The 3rd edition of the Juan de León y Castillo Awards, featuring three special mentions and four main awards, was held at the Museo Elder in Las Palmas de Gran Canaria, in an event chaired by the Regional Minister of Public Works, Housing and Mobility of the Government of the Canary Islands, Pablo Rodríguez. These biennial awards aim to recognize professional careers, projects, and outstanding civil engineering infrastructures that serve as significant references in the development of the Canary Islands.
The ITC’s Executive Managing Director, Guayarmina Peña, received the award granted to the DESALRO 2.0® project from the president of the College of Civil Engineers, Canals and Ports, Miguel Ángel Carrillo.
During her speech, Peña emphasized that this recognition highlights “engineering that responds to territorial challenges.” In this regard, she recalled that DESALRO 2.0® was born precisely from the challenge of “making seawater desalination more efficient.” In the Canary Islands, generated water is increasingly becoming a critical resource and a basic condition for development, and optimizing the process of obtaining drinking water from the sea means “advancing sustainability, water security, and resilience.” She also stated that DESALRO 2.0® is “innovation developed in the Canary Islands,” the result of years of research, testing, and specialized expertise from the ITC team, together with close collaboration with local industry, especially Elmasa and Canaragua.
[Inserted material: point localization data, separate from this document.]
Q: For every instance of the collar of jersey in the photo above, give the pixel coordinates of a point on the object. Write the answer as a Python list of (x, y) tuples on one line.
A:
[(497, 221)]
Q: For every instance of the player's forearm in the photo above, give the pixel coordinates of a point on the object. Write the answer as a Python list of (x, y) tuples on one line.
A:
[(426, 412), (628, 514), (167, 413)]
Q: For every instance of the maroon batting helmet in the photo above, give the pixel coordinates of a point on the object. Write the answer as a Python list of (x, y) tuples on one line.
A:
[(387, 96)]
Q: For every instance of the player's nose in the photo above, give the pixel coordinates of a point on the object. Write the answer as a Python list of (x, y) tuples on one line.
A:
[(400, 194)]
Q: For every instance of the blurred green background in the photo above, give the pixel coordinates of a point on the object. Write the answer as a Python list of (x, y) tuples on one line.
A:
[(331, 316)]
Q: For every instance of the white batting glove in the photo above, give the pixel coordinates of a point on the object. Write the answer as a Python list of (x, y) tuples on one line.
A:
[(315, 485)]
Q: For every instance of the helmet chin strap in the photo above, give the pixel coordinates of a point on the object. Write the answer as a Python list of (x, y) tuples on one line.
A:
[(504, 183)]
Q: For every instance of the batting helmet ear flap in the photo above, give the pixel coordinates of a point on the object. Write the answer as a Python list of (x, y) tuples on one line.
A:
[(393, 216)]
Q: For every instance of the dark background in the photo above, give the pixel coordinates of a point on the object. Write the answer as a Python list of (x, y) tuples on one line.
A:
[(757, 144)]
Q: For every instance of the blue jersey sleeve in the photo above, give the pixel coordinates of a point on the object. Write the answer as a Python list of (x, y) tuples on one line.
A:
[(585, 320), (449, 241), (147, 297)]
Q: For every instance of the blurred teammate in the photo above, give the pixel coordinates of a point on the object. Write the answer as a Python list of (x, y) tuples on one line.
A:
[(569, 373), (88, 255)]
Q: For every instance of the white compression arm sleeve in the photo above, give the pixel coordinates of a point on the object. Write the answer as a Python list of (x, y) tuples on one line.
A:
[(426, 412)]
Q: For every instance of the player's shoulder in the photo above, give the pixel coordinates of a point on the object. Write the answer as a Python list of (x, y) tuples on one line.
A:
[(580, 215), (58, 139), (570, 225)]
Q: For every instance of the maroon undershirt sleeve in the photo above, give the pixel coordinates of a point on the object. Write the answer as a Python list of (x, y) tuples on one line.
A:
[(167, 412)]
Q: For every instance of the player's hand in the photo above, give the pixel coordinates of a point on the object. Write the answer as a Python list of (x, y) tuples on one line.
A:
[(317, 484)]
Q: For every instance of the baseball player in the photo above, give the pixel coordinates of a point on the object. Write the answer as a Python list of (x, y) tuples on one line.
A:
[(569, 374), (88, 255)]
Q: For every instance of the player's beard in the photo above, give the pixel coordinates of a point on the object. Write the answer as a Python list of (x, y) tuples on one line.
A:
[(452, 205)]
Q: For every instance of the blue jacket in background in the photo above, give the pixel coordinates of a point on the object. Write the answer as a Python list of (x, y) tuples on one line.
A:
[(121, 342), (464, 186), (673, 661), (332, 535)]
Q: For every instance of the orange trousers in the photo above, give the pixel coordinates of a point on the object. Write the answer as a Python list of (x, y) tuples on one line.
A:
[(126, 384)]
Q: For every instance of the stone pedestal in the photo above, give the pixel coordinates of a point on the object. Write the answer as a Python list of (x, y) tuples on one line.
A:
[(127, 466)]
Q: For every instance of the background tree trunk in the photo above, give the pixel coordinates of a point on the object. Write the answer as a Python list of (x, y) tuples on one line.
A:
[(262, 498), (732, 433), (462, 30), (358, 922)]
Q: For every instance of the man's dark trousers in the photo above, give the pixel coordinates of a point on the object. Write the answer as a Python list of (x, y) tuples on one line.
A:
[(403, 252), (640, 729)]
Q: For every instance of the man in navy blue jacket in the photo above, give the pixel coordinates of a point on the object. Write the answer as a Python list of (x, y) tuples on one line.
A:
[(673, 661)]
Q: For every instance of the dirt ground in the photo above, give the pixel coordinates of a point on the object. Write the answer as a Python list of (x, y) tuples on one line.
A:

Peña also recalled that the project received certification from Guinness World Records for achieving the lowest energy consumption ever recorded in a seawater desalination plant, at 1.794 kilowatt-hours per cubic meter. This international accreditation adds to recognitions such as the Europa Se Siente 2024 Award, granted by Spain’s Ministry of Finance to the best national project carried out with European funds in the Water category, and the Honorary Mention for Innovation at the AEDyR Awards 2025, granted by the Spanish Association for Desalination and Reuse.
The DESALRO 2.0® project received funding from the Government of the Canary Islands through the Canary Islands Agency for Research, Innovation and Information Society (ACIISI), via REACT funds under the Next Generation EU instrument. This support made it possible to transform years of work into a real infrastructure located at the ITC facilities in Pozo Izquierdo and linked to the DESAL+ Living Lab platform. Also supported by the IDIWATER project, co-funded by the European Union through the Interreg MAC 2021–2027 programme.
DESALRO 2.0® is an experimental reverse osmosis desalination plant designed at industrial scale, with the capacity to produce 2,500 cubic meters of desalinated water per day. Its design combines optimized hydraulic solutions, high-efficiency equipment, advanced energy recovery, and a modular configuration that facilitates replication and scalability. This advanced Canary Islands-designed system is already being implemented in operational desalination plants and has also been replicated in around ten containerized systems currently being deployed throughout the archipelago to increase water availability for agricultural irrigation in response to water scarcity.
The plant is part of the infrastructure associated with DESAL+ Living Lab, a public-private R&D platform focused on demonstrating advanced desalination and water reuse solutions in the Canary Islands. This environment allows technology to be tested and validated under real conditions, consolidating the archipelago’s role as a natural laboratory for developing sustainability and water resilience solutions.
With this new recognition, DESALRO 2.0® highlights the role of public R&D, through the ITC, in transforming challenges into innovation and knowledge into opportunities. It also demonstrates that the Canary Islands water industry is capable of positioning itself at the forefront of advanced desalination and generating high-impact technological solutions transferable to other island territories or regions facing water scarcity.